How free is your brush?
Art is an activity that seeks to give shape to human emotions, beauty, and ideals. In order to be genuine, it needs full freedom of expression. The influence of art on human life promotes cultural diversity, yet it is not simply a tool to express ideas. Art often can focus people’s minds. It can solve and question difficult social relations that plague our society. Not only that, it can create new ideas and values that can go beyond conventional ones. The position is that art should provide lessons and examples to enhance human morality, that art can be aimed at cultivating the potential of a more loving and moral audience. That’s certainly very utopian and I’m sure we would all like to see this.

But there are limits to this politically and morally motivated conception of art. If we accept that art should and must be autonomous, then there is a possibility that it will violate moral standards. The goal of art is not to judge one person’s particular moral values over another’s, but to create aesthetic value. Therefore, when discussing art, it is impossible to evaluate it as right or wrong and at its purest level it has nothing to do with morality or ethics. Art should be allowed to be autonomous from trends and social customs, and should be judged only by aesthetic values.

To be really free
Artists are always plagued by existential dilemmas. Whether the art is coming from a painter, a composer, a sculptor, a novelist, or an animator, there can be pressure to conform to the "political correctness” of the times, whatever that might be at the moment. Usually, the fight between conventional dogma and anything else ends with the triumph of dogma...Art is different or so we might hope.

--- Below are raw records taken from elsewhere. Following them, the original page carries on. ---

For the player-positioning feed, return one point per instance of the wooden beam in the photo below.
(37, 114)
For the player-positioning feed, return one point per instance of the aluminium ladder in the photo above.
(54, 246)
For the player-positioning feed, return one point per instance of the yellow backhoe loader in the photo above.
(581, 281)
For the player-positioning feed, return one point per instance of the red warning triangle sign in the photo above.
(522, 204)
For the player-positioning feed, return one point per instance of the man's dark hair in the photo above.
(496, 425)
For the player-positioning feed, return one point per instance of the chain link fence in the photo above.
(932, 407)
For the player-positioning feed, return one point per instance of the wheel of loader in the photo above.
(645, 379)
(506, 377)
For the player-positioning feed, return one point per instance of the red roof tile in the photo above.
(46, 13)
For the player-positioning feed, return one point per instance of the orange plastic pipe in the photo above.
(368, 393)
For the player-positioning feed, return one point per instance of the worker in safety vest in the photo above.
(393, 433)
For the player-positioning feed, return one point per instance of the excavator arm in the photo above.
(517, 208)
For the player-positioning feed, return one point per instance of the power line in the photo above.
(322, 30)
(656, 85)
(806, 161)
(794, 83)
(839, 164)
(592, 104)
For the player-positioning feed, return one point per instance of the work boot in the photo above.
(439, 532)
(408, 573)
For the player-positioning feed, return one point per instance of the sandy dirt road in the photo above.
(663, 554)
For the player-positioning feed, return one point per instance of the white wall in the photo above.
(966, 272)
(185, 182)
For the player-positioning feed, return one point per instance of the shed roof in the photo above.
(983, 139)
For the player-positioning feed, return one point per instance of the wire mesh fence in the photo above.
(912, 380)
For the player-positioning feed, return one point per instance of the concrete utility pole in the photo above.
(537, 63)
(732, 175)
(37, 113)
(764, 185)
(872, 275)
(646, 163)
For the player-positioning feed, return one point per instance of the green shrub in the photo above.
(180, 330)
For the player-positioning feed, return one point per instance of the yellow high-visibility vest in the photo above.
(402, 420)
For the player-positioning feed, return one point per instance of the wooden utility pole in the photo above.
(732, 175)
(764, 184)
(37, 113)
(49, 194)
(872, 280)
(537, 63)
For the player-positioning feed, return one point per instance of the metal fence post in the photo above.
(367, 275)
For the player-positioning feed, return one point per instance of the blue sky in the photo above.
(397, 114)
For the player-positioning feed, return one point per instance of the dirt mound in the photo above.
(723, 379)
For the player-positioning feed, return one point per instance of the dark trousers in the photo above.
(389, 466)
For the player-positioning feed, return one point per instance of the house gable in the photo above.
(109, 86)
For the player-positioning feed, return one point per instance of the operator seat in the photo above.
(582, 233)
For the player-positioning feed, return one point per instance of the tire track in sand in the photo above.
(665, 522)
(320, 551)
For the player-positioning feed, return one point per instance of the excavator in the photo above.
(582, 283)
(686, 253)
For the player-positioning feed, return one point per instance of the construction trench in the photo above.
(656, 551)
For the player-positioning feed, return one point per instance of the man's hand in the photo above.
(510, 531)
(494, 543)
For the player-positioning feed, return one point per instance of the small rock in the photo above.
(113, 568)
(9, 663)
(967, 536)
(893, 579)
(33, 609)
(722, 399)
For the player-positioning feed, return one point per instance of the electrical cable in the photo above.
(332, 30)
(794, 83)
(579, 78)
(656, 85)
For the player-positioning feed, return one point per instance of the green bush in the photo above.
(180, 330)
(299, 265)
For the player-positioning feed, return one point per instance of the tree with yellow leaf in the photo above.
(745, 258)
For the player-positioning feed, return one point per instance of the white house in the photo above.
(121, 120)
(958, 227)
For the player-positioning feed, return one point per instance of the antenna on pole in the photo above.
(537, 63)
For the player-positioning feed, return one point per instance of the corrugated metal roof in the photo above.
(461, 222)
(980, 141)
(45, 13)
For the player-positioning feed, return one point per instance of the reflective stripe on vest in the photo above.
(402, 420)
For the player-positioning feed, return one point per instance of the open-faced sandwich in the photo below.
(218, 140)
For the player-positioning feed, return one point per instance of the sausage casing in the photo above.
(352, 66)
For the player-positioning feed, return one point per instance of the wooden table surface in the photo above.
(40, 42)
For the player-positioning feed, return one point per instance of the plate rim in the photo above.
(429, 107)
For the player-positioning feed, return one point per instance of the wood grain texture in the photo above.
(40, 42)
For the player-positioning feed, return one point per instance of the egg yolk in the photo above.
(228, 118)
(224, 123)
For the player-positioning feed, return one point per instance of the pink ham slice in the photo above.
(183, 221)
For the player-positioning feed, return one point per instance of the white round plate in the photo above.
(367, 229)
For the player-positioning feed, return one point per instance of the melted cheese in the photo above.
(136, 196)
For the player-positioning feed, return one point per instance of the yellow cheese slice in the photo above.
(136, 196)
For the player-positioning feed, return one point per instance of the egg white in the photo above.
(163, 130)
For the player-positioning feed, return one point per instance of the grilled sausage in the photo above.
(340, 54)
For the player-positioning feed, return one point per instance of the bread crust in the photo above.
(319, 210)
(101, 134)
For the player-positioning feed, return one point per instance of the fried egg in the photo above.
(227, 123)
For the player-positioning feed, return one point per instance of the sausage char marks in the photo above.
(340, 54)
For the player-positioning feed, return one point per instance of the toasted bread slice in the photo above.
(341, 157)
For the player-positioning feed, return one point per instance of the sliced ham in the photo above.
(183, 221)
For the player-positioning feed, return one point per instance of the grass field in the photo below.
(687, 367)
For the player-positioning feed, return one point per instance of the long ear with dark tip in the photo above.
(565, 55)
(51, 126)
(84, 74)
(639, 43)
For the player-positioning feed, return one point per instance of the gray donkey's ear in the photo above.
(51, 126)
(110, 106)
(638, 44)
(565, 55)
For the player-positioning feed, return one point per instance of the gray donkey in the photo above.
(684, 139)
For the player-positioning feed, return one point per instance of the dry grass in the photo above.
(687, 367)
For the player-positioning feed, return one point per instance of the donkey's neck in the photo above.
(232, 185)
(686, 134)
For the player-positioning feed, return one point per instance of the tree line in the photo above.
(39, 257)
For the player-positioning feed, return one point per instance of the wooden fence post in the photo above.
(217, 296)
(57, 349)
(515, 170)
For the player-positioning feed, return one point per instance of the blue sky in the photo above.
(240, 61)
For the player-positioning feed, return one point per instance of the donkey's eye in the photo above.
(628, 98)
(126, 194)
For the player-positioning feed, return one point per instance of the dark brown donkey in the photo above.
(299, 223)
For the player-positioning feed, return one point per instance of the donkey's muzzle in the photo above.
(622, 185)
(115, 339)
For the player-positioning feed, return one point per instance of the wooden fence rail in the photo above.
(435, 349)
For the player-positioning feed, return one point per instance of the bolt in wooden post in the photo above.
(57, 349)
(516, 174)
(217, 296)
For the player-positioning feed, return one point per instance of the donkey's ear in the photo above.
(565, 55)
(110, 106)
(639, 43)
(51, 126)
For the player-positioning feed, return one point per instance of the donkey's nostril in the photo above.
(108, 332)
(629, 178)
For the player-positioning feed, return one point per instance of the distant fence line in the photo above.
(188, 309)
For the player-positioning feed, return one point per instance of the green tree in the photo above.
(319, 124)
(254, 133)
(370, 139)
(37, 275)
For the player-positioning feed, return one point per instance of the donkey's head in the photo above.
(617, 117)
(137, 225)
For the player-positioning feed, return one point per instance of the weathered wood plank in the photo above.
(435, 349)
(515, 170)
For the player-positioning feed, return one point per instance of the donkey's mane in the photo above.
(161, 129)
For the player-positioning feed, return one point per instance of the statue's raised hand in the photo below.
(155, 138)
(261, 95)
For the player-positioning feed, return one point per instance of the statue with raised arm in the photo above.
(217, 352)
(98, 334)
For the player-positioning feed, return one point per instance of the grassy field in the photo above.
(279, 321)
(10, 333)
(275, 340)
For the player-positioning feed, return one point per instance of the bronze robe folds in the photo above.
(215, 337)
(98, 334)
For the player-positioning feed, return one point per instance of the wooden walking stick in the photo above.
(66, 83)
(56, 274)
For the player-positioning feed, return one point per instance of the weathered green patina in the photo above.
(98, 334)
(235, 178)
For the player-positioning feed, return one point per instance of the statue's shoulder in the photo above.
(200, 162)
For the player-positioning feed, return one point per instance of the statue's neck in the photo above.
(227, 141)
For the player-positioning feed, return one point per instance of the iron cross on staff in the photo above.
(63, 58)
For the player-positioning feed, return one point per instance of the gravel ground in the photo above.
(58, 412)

Art rarely ends up in a landslide victory on either side. It is more often preoccupied with a tug-of-war between these forces. The name art is sometimes used for magical thinking that demands that we think and behave in certain ways. A genuine and engaged art almost never conforms to societal expectations. Art is about independent thought and expression and therefore is almost always at odds with the general world.

Shout it out!
Many people believe (and a lot of them are at CCA) that the purpose of art is to cultivate the right kind of human being and to provide moral lessons and examples. This seems wrong to me. Is art supposed to be an act of purpose, a piece of sociology, a mere idea? For me, art is at its best when it has no purpose.

In short, art shouldn’t be an adjunct to education. In a free-thinking world, we have to accept both moral and immoral acts. That’s the price of freedom. And if all we get from art is morality, who’s morality is it? As these ideals change with the wind and are often mutually contradictory, we should all realize that there are no absolutes. And if so, where do they come from? I do indeed believe that there are absolutes and I think that there are both moral and immoral aspects in the world, but I also believe that it is incredibly vital to the health of our world that the artist be free and not subjugated to the rules and expectations of a kind of morality police.

We need more from the world that just an idea and art provides a vital part of that.